Rutgers Cancer Institute seminar group inside auditorium


Clinical Research Design

Taught by faculty at Rutgers Cancer Institute, the goals of this 13-lecture introductory course are to:

  • Provide a basic understanding of concepts, research methodologies, biostatistical tools, and ethical and regulatory procedures in patient-oriented research
  • Train scholars to interpret the results of clinical investigations 
  • Utilize the knowledge gained for research and patient care

Topics covered in the course include:

  • Hypothesis-based research
  • Clinical research design
  • Epidemiology
  • Clinical trials
  • Statistical methods
  • Ethical issues in clinical investigation

This course is offered to postgraduate trainees at the Rutgers Cancer Institute, postdoctoral fellows in our research training programs, and junior faculty. Participants also include Rutgers Robert Wood Johnson Medical School faculty as part of their formal mentoring program.
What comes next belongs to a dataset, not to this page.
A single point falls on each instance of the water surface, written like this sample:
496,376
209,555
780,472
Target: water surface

Topics in Molecular Medicine (Rutgers Course 16:681:681)

This is a graduate-level course taught by Cancer Institute faculty members during the fall semester of each year.  The sessions follow a journal club format.  The students discuss a research paper which is selected by the faculty member moderating that session.  The objectives of this course are to: 1) introduce students to molecular approaches used to prevent, diagnose or treat cancer; 2) develop skills to critically review cancer research literature; and 3) develop effective scientific communication skills.

Byrne Seminar: Eliminating Cancer: Novel Targets and Therapeutic Approaches (Rutgers Course 01:090:101:12)

Byrne seminar groupThis seminar series is held in the fall semester of each year. Incoming freshman undergraduate students at Rutgers are introduced to the novel approaches being used for target identification and treatment at the Cancer Institute and how these are being translated into cutting edge treatments for cancer patients. The seminar has ten sessions of eighty minutes each.  Dr. Sunita Chaudhary (Director, Research Education) provides a basic introduction to the biology of cancer, followed by talks from Cancer Institute faculty speakers on tools for identifying novel targets, diagnosis, and prognosis in disease specific areas (melanoma, breast cancer, pancreatic cancer, prostate cancer, and hematological malignancies). The first half of each disease specific session is led by a basic researcher and focuses on the biology, while the second half is led by a clinician and focuses on the targets and therapy.